Abstract: This paper presents an efficient and reliable swarm intelligence-based approach, namely particle swarm optimisation (PSO) technique, to optimise the hardness and the parameters that affect the hardness in the Ni-Diamond composite coatings. Particle swarm optimisers are inherently distributed algorithms, in which the solution for a problem emerges from the interactions between many simple individuals called particles. Nickel-diamond composite coatings are produced by electro deposition using sedimentation technique on mild steel substrate at various cathode current densities, pH and temperatures.
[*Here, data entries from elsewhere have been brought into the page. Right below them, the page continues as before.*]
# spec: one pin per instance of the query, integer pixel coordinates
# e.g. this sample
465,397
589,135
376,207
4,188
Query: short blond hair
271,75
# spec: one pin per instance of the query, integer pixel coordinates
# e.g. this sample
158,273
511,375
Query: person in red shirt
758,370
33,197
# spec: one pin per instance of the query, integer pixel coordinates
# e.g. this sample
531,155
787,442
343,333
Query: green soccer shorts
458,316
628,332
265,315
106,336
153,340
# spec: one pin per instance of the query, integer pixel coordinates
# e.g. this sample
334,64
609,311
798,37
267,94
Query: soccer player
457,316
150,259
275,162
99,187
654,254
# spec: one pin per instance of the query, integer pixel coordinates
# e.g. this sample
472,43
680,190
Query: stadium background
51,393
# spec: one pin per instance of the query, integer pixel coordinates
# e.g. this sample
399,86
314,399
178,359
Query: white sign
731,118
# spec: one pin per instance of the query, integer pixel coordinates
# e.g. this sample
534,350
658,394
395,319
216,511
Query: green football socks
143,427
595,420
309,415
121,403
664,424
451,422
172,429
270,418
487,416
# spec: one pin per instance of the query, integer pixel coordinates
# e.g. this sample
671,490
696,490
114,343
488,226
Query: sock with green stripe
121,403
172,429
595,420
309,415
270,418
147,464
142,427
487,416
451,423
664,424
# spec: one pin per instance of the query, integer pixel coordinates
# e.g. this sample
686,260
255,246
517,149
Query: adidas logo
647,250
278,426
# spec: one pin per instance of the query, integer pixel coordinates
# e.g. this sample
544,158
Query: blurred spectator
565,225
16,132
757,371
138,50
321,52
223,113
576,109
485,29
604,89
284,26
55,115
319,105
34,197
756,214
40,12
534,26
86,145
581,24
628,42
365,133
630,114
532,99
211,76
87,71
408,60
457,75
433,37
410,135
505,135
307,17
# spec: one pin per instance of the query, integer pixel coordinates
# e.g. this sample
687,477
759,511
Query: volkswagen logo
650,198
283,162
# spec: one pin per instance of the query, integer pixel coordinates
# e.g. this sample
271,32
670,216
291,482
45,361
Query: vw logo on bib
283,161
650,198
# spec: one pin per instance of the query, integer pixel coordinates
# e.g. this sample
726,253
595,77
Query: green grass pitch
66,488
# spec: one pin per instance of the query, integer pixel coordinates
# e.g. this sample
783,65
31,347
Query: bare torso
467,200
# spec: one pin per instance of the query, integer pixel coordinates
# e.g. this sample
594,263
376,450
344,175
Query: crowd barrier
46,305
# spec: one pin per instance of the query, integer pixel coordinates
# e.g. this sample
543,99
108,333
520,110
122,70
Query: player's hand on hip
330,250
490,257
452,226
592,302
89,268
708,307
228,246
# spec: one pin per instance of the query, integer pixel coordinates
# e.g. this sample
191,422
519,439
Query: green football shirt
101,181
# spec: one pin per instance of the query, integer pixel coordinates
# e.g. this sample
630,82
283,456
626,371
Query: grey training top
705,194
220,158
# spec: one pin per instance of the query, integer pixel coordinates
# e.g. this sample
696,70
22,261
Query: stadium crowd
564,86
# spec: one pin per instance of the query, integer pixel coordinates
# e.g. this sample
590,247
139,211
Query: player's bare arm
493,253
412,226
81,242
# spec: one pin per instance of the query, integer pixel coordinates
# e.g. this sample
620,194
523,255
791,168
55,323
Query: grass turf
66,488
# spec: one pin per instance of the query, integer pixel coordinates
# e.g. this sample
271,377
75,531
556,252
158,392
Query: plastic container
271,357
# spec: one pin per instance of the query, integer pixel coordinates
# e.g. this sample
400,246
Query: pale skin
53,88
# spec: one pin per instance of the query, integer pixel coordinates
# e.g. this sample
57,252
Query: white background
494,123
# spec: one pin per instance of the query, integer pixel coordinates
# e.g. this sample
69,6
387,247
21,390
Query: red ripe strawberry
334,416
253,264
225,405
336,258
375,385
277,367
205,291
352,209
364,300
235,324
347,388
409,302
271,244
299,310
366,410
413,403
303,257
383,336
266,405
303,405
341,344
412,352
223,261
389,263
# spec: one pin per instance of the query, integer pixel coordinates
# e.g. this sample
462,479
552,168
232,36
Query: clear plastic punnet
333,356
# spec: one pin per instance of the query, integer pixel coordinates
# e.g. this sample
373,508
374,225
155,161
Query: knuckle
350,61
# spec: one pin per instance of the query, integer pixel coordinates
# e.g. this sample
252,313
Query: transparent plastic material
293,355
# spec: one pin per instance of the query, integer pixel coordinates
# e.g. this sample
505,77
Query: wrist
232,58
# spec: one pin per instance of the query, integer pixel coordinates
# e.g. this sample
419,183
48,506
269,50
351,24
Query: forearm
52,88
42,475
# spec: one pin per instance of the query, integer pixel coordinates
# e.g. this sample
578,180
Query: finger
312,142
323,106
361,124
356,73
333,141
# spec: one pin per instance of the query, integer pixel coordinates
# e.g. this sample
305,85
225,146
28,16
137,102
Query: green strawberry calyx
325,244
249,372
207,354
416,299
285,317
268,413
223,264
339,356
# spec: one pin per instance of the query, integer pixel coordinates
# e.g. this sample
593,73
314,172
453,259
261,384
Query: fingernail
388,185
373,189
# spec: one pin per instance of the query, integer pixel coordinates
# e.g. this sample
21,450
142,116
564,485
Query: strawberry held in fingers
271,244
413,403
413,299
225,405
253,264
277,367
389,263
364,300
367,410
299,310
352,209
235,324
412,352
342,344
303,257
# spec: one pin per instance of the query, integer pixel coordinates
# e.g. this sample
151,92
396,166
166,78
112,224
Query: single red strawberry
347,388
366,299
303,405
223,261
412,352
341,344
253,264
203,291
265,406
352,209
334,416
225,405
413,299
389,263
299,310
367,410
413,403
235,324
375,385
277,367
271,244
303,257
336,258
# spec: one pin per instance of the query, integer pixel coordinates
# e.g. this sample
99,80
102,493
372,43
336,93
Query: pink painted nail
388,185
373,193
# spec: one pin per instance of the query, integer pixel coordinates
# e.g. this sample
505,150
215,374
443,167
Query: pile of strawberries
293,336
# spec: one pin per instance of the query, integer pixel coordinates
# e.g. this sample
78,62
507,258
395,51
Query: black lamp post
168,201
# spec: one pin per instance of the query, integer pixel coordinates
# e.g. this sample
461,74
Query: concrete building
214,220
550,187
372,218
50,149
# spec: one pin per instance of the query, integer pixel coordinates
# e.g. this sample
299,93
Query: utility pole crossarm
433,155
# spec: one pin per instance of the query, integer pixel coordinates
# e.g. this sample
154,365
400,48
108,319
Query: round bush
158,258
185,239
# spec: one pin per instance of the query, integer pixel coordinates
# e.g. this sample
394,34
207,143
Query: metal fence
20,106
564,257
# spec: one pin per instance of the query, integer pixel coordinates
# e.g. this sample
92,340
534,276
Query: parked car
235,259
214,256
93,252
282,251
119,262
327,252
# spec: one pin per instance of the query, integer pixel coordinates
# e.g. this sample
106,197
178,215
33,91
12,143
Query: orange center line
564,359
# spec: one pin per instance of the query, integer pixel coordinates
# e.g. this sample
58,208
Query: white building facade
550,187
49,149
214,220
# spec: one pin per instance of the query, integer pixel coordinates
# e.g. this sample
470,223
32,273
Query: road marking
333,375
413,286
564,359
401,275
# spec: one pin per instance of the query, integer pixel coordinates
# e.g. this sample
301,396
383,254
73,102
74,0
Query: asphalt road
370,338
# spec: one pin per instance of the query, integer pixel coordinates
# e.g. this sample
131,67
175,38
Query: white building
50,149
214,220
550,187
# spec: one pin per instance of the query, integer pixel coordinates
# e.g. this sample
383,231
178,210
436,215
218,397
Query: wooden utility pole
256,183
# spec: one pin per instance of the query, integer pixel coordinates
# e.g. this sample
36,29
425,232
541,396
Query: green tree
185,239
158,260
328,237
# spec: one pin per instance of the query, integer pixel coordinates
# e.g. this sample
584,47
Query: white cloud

Electro deposition was carried out from a conventional Watts bath. Natural diamond powder of 6-12 μm size was used in the study. The hardness value of composite coated specimens were measured using Vickers micro indentation technique. Non-linear regression model was developed using experimental data and was used as an objective function for optimising hardness and their influencing parameters. The optimised hardness of Ni-diamond metal matrix was found to be 455 VHN at pH = 3.37, Current density = 1.86 A/dm² and temperature = 30°C.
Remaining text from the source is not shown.